South Dakota Gov. Kristi L. Noem (R) welcomes former president Donald Trump before a South Dakota Republican Party rally in Rapid City on Sept. 8. (Jonathan Ernst/Reuters)

The Oglala Sioux Tribe in South Dakota has barred Governor Kristi L. Noem from its lands for the second time in five years, following her remarks on curbing immigration at the U.S.-Mexico border. Tribal President Frank Star Comes Out declared Pine Ridge Reservation off-limits to Noem, citing offense over her announcement of sending razor wire and security personnel to Texas. The tribal leader emphasized the sovereignty of the Oglala Sioux Nation, asserting that it falls under U.S. protection, not South Dakota’s jurisdiction.

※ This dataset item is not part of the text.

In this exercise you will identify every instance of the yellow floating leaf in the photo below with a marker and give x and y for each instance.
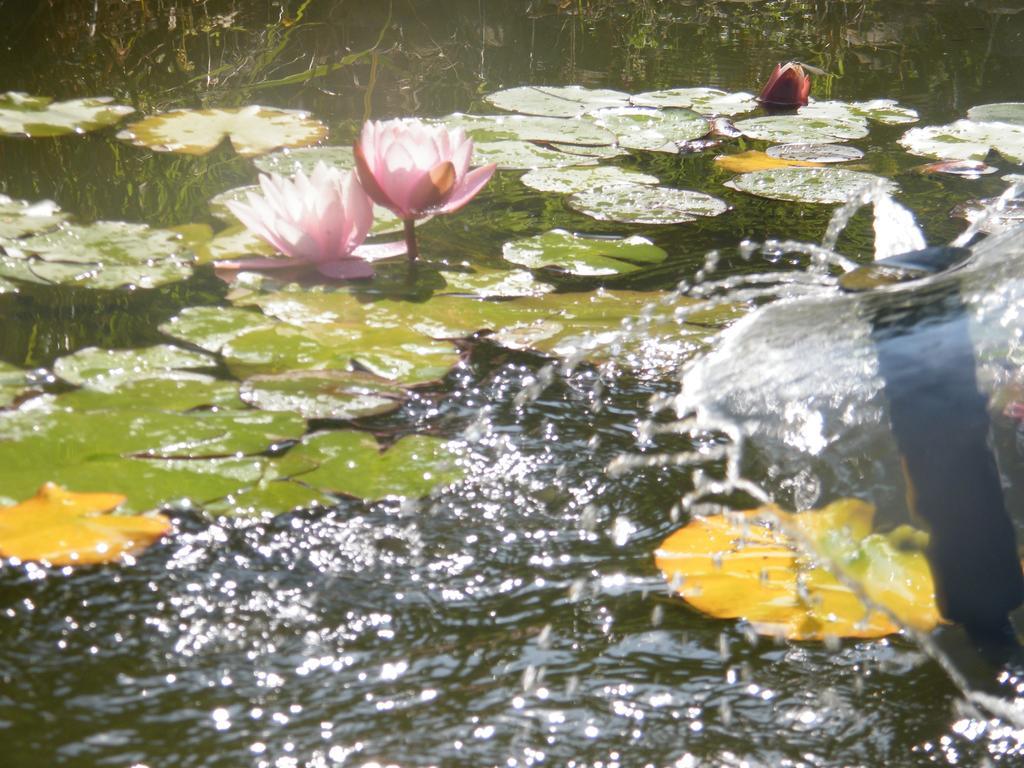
(742, 565)
(753, 160)
(67, 528)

Star Comes Out accused Noem of exploiting the border issue for political gains, suggesting her ambitions to be Donald Trump’s running mate. Noem responded, expressing regret that politics had entered the discussion on federal law enforcement failures at the southern border and tribal lands.

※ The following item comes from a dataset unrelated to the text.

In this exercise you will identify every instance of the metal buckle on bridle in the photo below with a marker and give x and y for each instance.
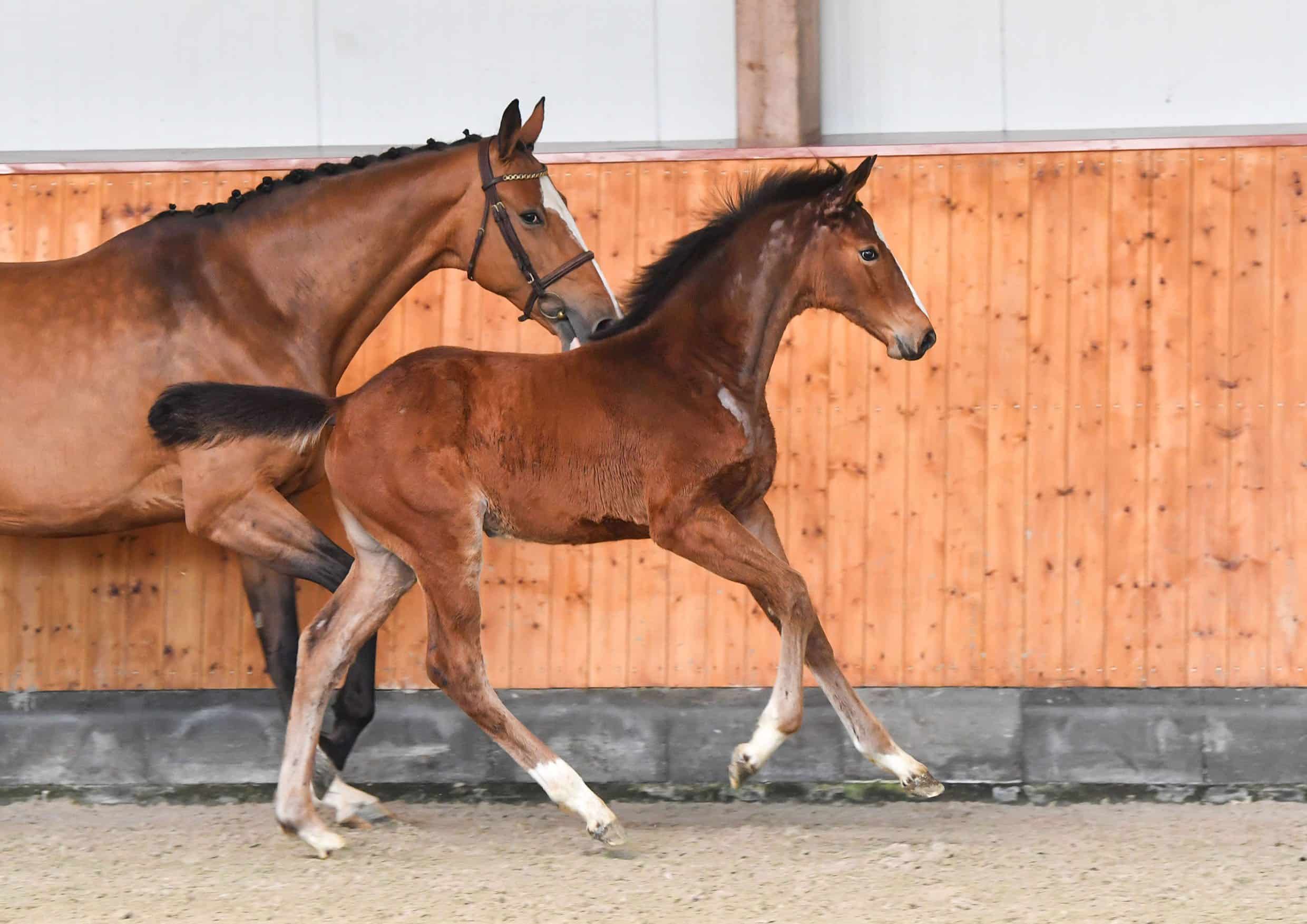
(539, 287)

The tribal dispute coincides with the ongoing immigration challenges at the U.S.-Mexico border, with President Biden signaling a willingness to use emergency authorization to address border issues. Noem described the influx of immigrants as an “invasion,” causing concern about violence, drugs, and human trafficking on tribal reservations.

Star Comes Out urged Noem to support the bipartisan border deal in Congress and contested her use of the term “invasion,” stating that the issues of drugs and human trafficking affect the entire region. The tribal president emphasized that many arriving at the border are Indigenous people seeking better opportunities from countries like El Salvador, Guatemala, and Mexico.

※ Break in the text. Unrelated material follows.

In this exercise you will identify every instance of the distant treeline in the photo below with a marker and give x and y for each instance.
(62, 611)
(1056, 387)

This isn’t the first time Noem has faced a ban from Pine Ridge Reservation. In 2019, a feud over the Keystone XL oil pipeline led to a similar ban, which was later lifted in December 2019 after Noem assured that the state would not enforce certain anti-riot laws.

Despite the ban, Noem expressed a desire to improve relationships with the Oglala Sioux, emphasizing the need to spend time together for building stronger connections.